Cardarelli: inaugurazione dei nuovi reparti per le emergenze e l’area cardiologica

Cardarelli: domani l’apertura della nuova Medicina d’Urgenza e della terapia intensiva coronarica. Investimento da 30 milioni per potenziare il Padiglione DEA-L.

Il complesso ospedaliero del Cardarelli si appresta a vivere una giornata di grande importanza per la sanità regionale con l’apertura ufficiale di nuove aree dedicate alla gestione dei casi più critici. Nella mattinata di domani, martedì 14 aprile, il Padiglione DEA-L diventerà il cuore pulsante di un rinnovamento infrastrutturale atteso, mirato a decongestionare il pronto soccorso e a offrire percorsi di cura più rapidi ed efficienti per i pazienti che necessitano di una stabilizzazione immediata.

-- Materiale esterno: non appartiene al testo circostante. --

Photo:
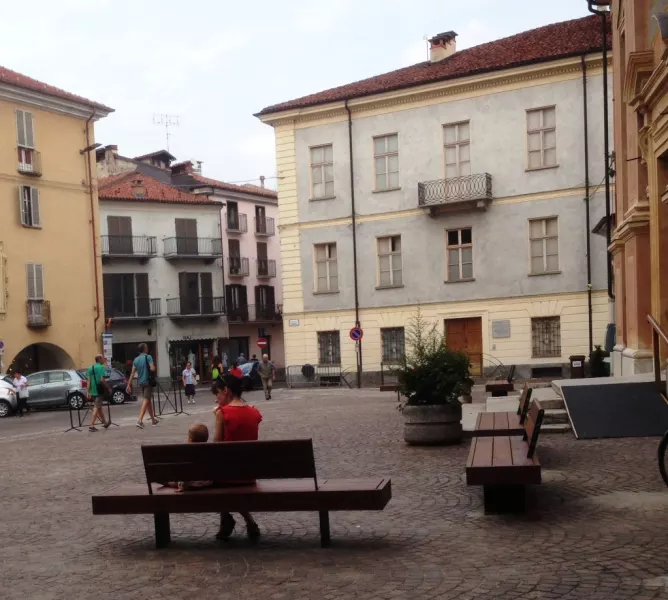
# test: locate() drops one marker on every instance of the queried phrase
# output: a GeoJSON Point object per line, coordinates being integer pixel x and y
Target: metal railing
{"type": "Point", "coordinates": [255, 313]}
{"type": "Point", "coordinates": [30, 162]}
{"type": "Point", "coordinates": [129, 245]}
{"type": "Point", "coordinates": [455, 189]}
{"type": "Point", "coordinates": [264, 226]}
{"type": "Point", "coordinates": [238, 266]}
{"type": "Point", "coordinates": [195, 305]}
{"type": "Point", "coordinates": [142, 308]}
{"type": "Point", "coordinates": [236, 222]}
{"type": "Point", "coordinates": [266, 267]}
{"type": "Point", "coordinates": [187, 246]}
{"type": "Point", "coordinates": [38, 313]}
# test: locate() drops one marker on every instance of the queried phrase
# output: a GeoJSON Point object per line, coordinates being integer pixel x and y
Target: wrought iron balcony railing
{"type": "Point", "coordinates": [141, 308]}
{"type": "Point", "coordinates": [189, 306]}
{"type": "Point", "coordinates": [38, 313]}
{"type": "Point", "coordinates": [141, 246]}
{"type": "Point", "coordinates": [266, 268]}
{"type": "Point", "coordinates": [238, 266]}
{"type": "Point", "coordinates": [466, 189]}
{"type": "Point", "coordinates": [255, 313]}
{"type": "Point", "coordinates": [264, 226]}
{"type": "Point", "coordinates": [187, 247]}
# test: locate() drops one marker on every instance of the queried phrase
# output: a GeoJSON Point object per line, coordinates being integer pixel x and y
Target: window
{"type": "Point", "coordinates": [546, 337]}
{"type": "Point", "coordinates": [386, 161]}
{"type": "Point", "coordinates": [329, 348]}
{"type": "Point", "coordinates": [457, 143]}
{"type": "Point", "coordinates": [35, 281]}
{"type": "Point", "coordinates": [327, 275]}
{"type": "Point", "coordinates": [460, 255]}
{"type": "Point", "coordinates": [322, 172]}
{"type": "Point", "coordinates": [389, 261]}
{"type": "Point", "coordinates": [542, 138]}
{"type": "Point", "coordinates": [29, 206]}
{"type": "Point", "coordinates": [544, 242]}
{"type": "Point", "coordinates": [393, 344]}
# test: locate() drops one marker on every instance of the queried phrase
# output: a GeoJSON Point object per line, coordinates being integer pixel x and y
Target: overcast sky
{"type": "Point", "coordinates": [216, 62]}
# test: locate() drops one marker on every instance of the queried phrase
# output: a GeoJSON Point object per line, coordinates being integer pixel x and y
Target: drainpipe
{"type": "Point", "coordinates": [587, 215]}
{"type": "Point", "coordinates": [352, 201]}
{"type": "Point", "coordinates": [92, 225]}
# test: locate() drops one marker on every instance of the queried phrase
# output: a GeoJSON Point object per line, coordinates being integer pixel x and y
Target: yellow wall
{"type": "Point", "coordinates": [63, 244]}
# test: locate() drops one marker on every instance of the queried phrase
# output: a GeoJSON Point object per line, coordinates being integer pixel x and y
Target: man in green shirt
{"type": "Point", "coordinates": [97, 380]}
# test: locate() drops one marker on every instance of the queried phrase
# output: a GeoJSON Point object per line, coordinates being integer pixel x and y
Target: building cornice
{"type": "Point", "coordinates": [79, 110]}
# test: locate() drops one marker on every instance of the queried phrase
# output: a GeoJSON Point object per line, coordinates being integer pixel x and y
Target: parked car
{"type": "Point", "coordinates": [118, 383]}
{"type": "Point", "coordinates": [8, 399]}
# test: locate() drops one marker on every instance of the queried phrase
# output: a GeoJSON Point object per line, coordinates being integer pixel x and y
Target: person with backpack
{"type": "Point", "coordinates": [144, 367]}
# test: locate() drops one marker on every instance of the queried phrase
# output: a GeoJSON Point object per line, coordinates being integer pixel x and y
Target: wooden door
{"type": "Point", "coordinates": [465, 335]}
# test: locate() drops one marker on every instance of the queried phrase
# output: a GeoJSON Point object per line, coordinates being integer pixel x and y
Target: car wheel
{"type": "Point", "coordinates": [5, 409]}
{"type": "Point", "coordinates": [76, 401]}
{"type": "Point", "coordinates": [118, 397]}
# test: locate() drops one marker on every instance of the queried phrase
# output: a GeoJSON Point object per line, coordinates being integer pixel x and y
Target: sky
{"type": "Point", "coordinates": [213, 63]}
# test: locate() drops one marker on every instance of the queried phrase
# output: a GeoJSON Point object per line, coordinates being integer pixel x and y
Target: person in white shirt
{"type": "Point", "coordinates": [189, 377]}
{"type": "Point", "coordinates": [20, 384]}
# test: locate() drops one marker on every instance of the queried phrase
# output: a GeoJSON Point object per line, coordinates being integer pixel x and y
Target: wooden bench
{"type": "Point", "coordinates": [504, 423]}
{"type": "Point", "coordinates": [285, 474]}
{"type": "Point", "coordinates": [504, 465]}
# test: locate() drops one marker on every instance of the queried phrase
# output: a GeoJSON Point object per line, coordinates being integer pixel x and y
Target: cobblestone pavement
{"type": "Point", "coordinates": [597, 528]}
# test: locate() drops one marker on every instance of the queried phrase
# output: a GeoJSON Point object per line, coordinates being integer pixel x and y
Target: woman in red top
{"type": "Point", "coordinates": [235, 421]}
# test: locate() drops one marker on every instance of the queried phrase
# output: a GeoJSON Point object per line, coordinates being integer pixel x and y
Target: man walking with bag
{"type": "Point", "coordinates": [144, 368]}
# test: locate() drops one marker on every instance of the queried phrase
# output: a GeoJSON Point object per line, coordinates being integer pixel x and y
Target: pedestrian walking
{"type": "Point", "coordinates": [267, 373]}
{"type": "Point", "coordinates": [144, 367]}
{"type": "Point", "coordinates": [189, 377]}
{"type": "Point", "coordinates": [97, 382]}
{"type": "Point", "coordinates": [20, 384]}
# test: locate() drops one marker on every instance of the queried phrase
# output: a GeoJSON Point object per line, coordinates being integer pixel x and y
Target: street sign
{"type": "Point", "coordinates": [356, 334]}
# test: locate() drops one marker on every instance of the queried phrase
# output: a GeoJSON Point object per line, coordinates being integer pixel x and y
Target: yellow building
{"type": "Point", "coordinates": [51, 305]}
{"type": "Point", "coordinates": [461, 184]}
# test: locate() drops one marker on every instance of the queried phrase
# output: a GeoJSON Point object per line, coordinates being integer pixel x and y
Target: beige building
{"type": "Point", "coordinates": [51, 308]}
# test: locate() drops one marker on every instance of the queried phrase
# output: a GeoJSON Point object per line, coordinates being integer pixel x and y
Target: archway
{"type": "Point", "coordinates": [41, 357]}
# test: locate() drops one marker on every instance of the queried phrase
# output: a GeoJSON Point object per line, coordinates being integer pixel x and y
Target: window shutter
{"type": "Point", "coordinates": [34, 207]}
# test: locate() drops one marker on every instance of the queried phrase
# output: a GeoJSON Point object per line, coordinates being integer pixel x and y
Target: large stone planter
{"type": "Point", "coordinates": [431, 425]}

Medicina d’Emergenza e Terapia Intensiva Coronarica

Il programma della giornata prevede, alle ore 10:00, l’attivazione del reparto di Medicina d’Emergenza e Urgenza (MEU). Questa nuova sezione del Cardarelli potrà contare su 16 posti letto standard, a cui si aggiunge una postazione specifica per l’isolamento. Poco dopo, intorno alle 11:00, l’attenzione si sposterà al quarto piano del medesimo padiglione, dove verranno presentate la nuova UTIC (Unità di Terapia Intensiva Coronarica), composta da otto box singoli, e una terza sala destinata all’emodinamica. Tali spazi sono stati progettati per affrontare quadri clinici complessi, garantendo la massima sicurezza e tecnologie all’avanguardia.

Un investimento strutturale per la salute pubblica

Il percorso di visita all’interno delle nuove ali del Cardarelli sarà coordinato dai direttori Filomena Liccardi, alla guida del Pronto Soccorso, e Ciro Mauro, responsabile della Cardiologia. Come riportato dall’Ansa, queste inaugurazioni portano a quota venti i progetti di riqualificazione portati a termine all’interno della struttura ospedaliera negli ultimi tre anni e mezzo. Si tratta di un piano di ammodernamento massiccio che ha visto un impegno economico superiore ai 30 milioni di euro, finalizzato a trasformare il Padiglione DEA-L in un centro d’eccellenza per la gestione delle urgenze.

Obiettivo: stabilizzazione e cura dei pazienti critici

L’apertura della MEU risponde alla necessità di avere un’area filtro dove i degenti in condizioni instabili possano ricevere cure intensive prima di essere trasferiti nei reparti ordinari. Insieme al potenziamento della cardiologia d’urgenza, il Cardarelli consolida così il suo ruolo di punto di riferimento fondamentale per il territorio. L’integrazione di nuove sale operatorie e posti letto specialistici rappresenta un passo avanti decisivo per ridurre i tempi d’attesa e migliorare la qualità delle prestazioni mediche fornite alla cittadinanza in contesti di estrema gravità.